On Mon, 17 Nov 2025 at 20:17, Marek Polacek <[email protected]> wrote:
>
> On Sun, Nov 16, 2025 at 12:06:57AM +0100, Jakub Jelinek wrote:
> > On Mon, Nov 03, 2025 at 01:34:28PM -0500, Marek Polacek via Gcc wrote:
> > > I would like us to declare that C++20 is no longer experimental and
> > > change the default dialect to gnu++20. Last time we changed the default
> > > was over 5 years ago in GCC 11:
> > > <https://gcc.gnu.org/git/?p=gcc.git;a=commitdiff;h=0801f419440c14f6772b28f763ad7d40f7f7a580>
> > > and before that in 2015 in GCC 6.1, so this happens roughly every 5 years.
> > >
> > > I had been hoping to move to C++20 in GCC 15 (see bug 113920), but at
> > > that time
> > > libstdc++ still had incomplete C++20 support and the compiler had issues
> > > to iron
> > > out (mangling of concepts, modules work, etc.). Are we ready now? Is
> > > anyone
> > > aware of any blockers?

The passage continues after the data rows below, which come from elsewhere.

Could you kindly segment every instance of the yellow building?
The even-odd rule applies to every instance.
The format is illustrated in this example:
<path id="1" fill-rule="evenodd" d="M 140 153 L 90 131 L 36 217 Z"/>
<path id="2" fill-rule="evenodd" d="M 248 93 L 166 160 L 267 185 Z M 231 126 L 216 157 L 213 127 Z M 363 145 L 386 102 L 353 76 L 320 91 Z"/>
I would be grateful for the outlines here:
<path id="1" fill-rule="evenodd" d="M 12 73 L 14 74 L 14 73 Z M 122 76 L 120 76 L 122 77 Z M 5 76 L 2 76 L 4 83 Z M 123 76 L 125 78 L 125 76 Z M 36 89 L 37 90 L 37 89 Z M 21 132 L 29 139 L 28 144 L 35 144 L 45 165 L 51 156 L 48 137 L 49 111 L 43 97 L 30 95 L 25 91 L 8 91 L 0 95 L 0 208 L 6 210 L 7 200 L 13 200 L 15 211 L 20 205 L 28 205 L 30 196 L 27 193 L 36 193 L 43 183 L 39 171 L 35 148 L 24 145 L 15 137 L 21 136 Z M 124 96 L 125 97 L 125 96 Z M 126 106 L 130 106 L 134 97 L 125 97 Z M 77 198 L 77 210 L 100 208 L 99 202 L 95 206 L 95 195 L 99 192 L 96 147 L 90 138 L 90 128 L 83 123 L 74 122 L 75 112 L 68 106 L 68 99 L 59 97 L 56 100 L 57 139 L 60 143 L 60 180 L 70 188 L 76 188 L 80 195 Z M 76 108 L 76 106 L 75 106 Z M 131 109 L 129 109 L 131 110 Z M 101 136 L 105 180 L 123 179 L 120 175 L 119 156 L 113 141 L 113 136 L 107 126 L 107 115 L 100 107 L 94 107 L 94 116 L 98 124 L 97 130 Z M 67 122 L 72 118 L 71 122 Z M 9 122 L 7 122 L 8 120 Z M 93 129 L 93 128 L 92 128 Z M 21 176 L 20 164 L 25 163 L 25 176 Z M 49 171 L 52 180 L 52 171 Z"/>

Presumably we still wouldn't enable Modules by
> > > default.
> > >
> > > I'm willing to do the work if we decide that it's time to switch the
> > > default
> > > C++ dialect (that includes updating cxx-status.html and adding a new
> > > caveat to
> > > changes.html).
> >
> > I haven't seen a patch posted for this, so just that something is posted
> > during stage1 if we decide to do it, here is a patch.
>
> Sorry, I never got around to writing the actual patch.
>
> > Whether to call C++20 as non-experimental except e.g. for modules and still
> > say modules are experimental and need -fmodules option is a question (after
> > all, I think we don't implement P1815R2 paper nor private module fragments
> > and maybe something else too).
>
> Sounds like modules are still experimental.
>
> > Even if we decide not to do this for GCC 16, I think parts of the patch
> > would be still useful, like the testsuite changes to make the testsuite
> > eventually C++20 compatible, deprecating -std={c,gnu}++-2{a,b} in c.opt
> > at least.
> >
> > And libcody will need certainly more work to make it play nicely with C++20,
> > for now I've tweaked cody.hh in the just posted patch and here just
> > arranged for libcody itself to be compiled with -std=c++11. That is what
> > actually libcody does by default, except during bootstrap for stage2+
> > it gets silently overridden from toplevel makefile and so -std=c++11 isn't
> > passed anymore.
> >
> > Bootstrapped/regtested on x86_64-linux and i686-linux.
>
> The patch looks good to me.
>
> > 2025-11-15 Jakub Jelinek <[email protected]>
>
> You can mention
>
> PR c++/113920
>
> here if you want.
>
> > --- gcc/testsuite/g++.dg/debug/pr94459.C.jj 2020-04-05 00:27:46.554215583
> > +0200
> > +++ gcc/testsuite/g++.dg/debug/pr94459.C 2025-11-15 22:25:24.364486317
> > +0100
> > @@ -1,6 +1,6 @@
> > // PR debug/94459
> > // { dg-do compile { target c++14 } }
> > -// { dg-options "-g -dA" }
> > +// { dg-options "-g -dA -std=gnu++17" }
>
> Does this change make sense, given the dg-do compile above?
{ target c++14 } means C++14 and up, so it will get tested for
-std=gnu++17 (and that's how it's tested today).